I know that a lot of it is just my age, and I remember my father growing up
used to work on/rebuild the engine on his '64 VW beetle. I think for very
similar reasons: nostalgia, limited complexity, the tangibility of the "API".
For me, POKEing a value in memory and seeing the screen change or a sound play
is tangible. The opcodes of an 8088 are _just_ enough that I can feel like I
understand it. Modern computers feel several orders of magnitude more complex
and—admittedly—more powerful, but at a _cost_. I'm sure my dad thought the
same about electric fuel-injected engines and the ever increasing complexity
of "modern" cars.

Currently, on my work-bench in the garage is a half-completed
[Micro8088]([https://github.com/skiselev/micro_8088](https://github.com/skiselev/micro_8088))

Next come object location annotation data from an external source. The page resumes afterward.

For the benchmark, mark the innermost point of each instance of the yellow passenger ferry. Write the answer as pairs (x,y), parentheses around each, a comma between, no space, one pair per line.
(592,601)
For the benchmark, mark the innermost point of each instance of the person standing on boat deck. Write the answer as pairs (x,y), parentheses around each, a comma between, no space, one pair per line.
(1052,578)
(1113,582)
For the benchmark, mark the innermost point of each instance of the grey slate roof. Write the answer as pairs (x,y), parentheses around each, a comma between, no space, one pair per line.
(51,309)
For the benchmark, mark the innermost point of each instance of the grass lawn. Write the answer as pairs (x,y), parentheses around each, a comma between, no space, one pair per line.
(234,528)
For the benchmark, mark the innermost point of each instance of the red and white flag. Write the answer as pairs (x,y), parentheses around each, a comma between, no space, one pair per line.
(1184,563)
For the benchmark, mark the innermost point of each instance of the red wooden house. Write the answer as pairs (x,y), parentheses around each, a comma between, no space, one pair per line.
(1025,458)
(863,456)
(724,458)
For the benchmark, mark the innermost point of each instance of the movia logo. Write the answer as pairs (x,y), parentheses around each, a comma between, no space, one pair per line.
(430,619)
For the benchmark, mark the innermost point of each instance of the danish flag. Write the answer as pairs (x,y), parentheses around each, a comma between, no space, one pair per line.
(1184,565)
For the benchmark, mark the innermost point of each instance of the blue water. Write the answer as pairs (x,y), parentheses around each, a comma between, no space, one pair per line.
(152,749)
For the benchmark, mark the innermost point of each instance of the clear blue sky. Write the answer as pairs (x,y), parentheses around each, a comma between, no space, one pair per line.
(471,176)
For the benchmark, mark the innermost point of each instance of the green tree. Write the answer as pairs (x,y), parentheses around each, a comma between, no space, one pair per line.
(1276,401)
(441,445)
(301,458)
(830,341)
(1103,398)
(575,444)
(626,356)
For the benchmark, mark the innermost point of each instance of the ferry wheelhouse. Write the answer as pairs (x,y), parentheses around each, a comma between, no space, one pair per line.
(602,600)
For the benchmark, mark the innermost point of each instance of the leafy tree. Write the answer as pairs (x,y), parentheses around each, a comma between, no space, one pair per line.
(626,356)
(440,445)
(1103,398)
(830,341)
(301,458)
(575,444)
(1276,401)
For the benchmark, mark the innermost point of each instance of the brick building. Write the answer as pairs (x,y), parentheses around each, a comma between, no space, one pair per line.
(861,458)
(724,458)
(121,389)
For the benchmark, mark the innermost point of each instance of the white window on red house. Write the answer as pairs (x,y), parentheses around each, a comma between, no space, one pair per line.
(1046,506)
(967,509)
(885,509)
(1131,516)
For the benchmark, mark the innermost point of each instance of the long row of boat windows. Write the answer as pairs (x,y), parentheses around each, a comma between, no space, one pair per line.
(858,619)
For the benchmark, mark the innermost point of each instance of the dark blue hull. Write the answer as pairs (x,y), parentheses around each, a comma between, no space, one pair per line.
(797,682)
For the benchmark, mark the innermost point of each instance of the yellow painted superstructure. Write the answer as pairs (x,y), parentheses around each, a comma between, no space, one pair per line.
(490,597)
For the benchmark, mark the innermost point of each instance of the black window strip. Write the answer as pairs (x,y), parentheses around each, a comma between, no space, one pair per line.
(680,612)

and 8-bit ISA back-plane; still waiting for a few parts to come in. Its been a
lot of fun to work on, and the intent is to get back into doing some retro-
programming. (Hopefully, I have a better understanding of the underlying
architecture now than I did when I spent a summer when I was 14 trying to
figure out the relationship between AH/AL and AX without a concrete
understanding of binary/hexadecimal math)

------
tssva
The lower 128k on the PCjr is shared with the video controller. Contention
caused by this dual access is what slows it down.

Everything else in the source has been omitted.